API keys are automatically rotated based on the schedule (e.g., daily or monthly) that you chose when updating the AWS CloudFormation stack. This requires no maintenance or intervention on your part. In this section, we explain how this process works under the hood and what you can do if you want to manually trigger an API key rotation.

The AWS CloudFormation template that we downloaded and used to update our stack does the following in addition to Part 1.
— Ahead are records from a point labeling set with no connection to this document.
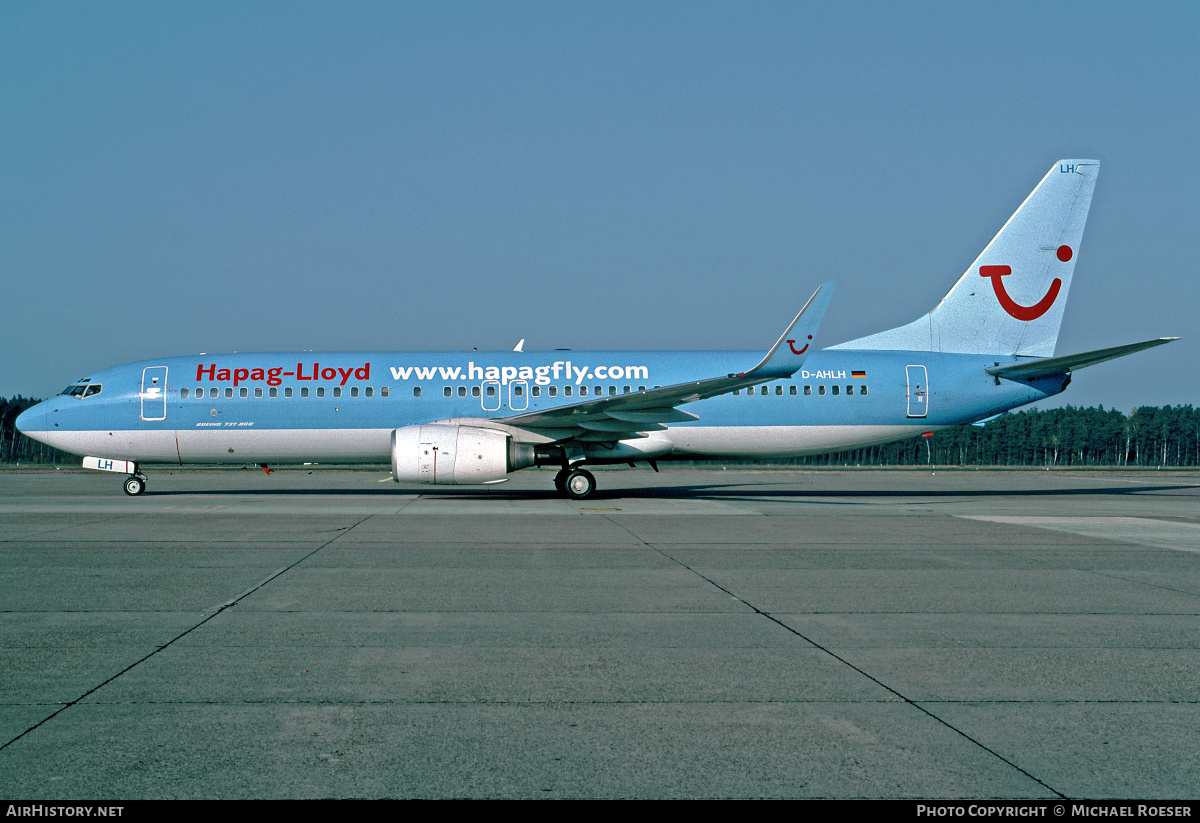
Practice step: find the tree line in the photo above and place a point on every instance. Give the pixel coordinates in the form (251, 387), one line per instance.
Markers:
(1149, 437)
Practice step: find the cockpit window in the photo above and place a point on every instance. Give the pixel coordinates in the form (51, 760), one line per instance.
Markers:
(82, 390)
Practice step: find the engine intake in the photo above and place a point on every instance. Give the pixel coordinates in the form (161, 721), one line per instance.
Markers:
(455, 455)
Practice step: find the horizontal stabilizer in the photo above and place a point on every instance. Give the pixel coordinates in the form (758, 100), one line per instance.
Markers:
(1030, 370)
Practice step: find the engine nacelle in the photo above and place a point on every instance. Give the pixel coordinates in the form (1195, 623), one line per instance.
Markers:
(455, 455)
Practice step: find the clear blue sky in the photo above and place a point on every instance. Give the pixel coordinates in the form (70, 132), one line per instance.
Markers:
(203, 176)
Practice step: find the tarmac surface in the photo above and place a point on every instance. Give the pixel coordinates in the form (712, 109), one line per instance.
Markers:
(687, 634)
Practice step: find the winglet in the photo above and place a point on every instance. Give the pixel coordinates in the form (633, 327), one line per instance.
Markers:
(793, 346)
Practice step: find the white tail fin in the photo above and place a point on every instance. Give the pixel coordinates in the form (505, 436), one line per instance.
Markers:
(1012, 298)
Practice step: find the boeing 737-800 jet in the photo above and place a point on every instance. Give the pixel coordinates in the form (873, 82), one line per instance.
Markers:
(450, 418)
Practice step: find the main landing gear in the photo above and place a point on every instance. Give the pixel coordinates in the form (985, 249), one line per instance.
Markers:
(574, 482)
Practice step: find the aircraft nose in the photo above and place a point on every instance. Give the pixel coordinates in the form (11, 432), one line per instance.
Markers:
(31, 419)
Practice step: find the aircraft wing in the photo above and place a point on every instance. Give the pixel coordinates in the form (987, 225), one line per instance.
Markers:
(1030, 370)
(624, 416)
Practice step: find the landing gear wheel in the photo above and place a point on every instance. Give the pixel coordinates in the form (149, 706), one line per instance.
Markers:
(580, 484)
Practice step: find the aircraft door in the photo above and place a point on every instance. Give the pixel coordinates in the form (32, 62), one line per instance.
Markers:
(154, 392)
(918, 391)
(519, 395)
(490, 395)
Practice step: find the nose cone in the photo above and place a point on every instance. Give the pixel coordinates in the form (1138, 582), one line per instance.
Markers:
(31, 420)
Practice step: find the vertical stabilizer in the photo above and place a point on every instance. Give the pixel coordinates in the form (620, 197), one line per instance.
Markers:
(1012, 298)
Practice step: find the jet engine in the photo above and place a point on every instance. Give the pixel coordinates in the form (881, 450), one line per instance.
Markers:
(455, 455)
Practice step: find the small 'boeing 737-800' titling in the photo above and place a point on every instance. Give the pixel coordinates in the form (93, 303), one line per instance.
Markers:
(456, 419)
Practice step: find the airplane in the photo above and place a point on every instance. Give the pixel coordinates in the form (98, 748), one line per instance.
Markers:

Introduce a Timestamp parameter that is appended to the API key name

Parameters:
  Timestamp:
    Type: String
    Description: Fill in this format <Year>-<Month>-<Day>
    Default: 2018-04-02

Create an API Gateway key, API Gateway usage plan, associate the new key with the API gateway given as a parameter, and configure the CloudFront distribution to send a custom header when forwarding traffic to API Gateway

CFDistribution:
  Type: AWS::CloudFront::Distribution
  Properties:
    DistributionConfig:
      Logging:
        IncludeCookies: 'false'
        Bucket: !Sub ${S3BucketAccessLogs}.s3.amazonaws.com
        Prefix: cloudfront-logs
      Enabled: 'true'
      Comment: API Gateway Regional Endpoint Blog post
      Origins:
        -
          Id: APIGWRegional
          DomainName: !Select [0, !Split ['/', !Ref ApiURL]]
          CustomOriginConfig:
            HTTPPort: 443
            OriginProtocolPolicy: https-only
          OriginCustomHeaders:
            - 
              HeaderName: x-api-key
              HeaderValue: !Ref ApiKey
              ...

ApiUsagePlan:
  Type: AWS::ApiGateway::UsagePlan
  Properties:
    Description: CloudFront usage only
    UsagePlanName: CloudFront_only
    ApiStages:
      - 
        ApiId: !Select [0, !Split ['.', !Ref ApiURL]]
        Stage: !Select [1, !Split ['/', !Ref ApiURL]]

ApiKey: 
  Type: "AWS::ApiGateway::ApiKey"
  Properties: 
    Name: !Sub "CloudFront-${Timestamp}"
    Description: !Sub "CloudFormation API Key ${Timestamp}"
    Enabled: true

ApiKeyUsagePlan:
  Type: "AWS::ApiGateway::UsagePlanKey"
  Properties:
    KeyId: !Ref ApiKey
    KeyType: API_KEY
    UsagePlanId: !Ref ApiUsagePlan

As shown in the ApiKey resource, we append the given Timestamp to Name as well as use it in the API Gateway usage plan key resource. This means that whenever the Timestamp parameter changes, AWS CloudFormation triggers a resource replacement and updates every resource that depends on that API key. In this case, that includes the AWS CloudFront configuration and API Gateway usage plan.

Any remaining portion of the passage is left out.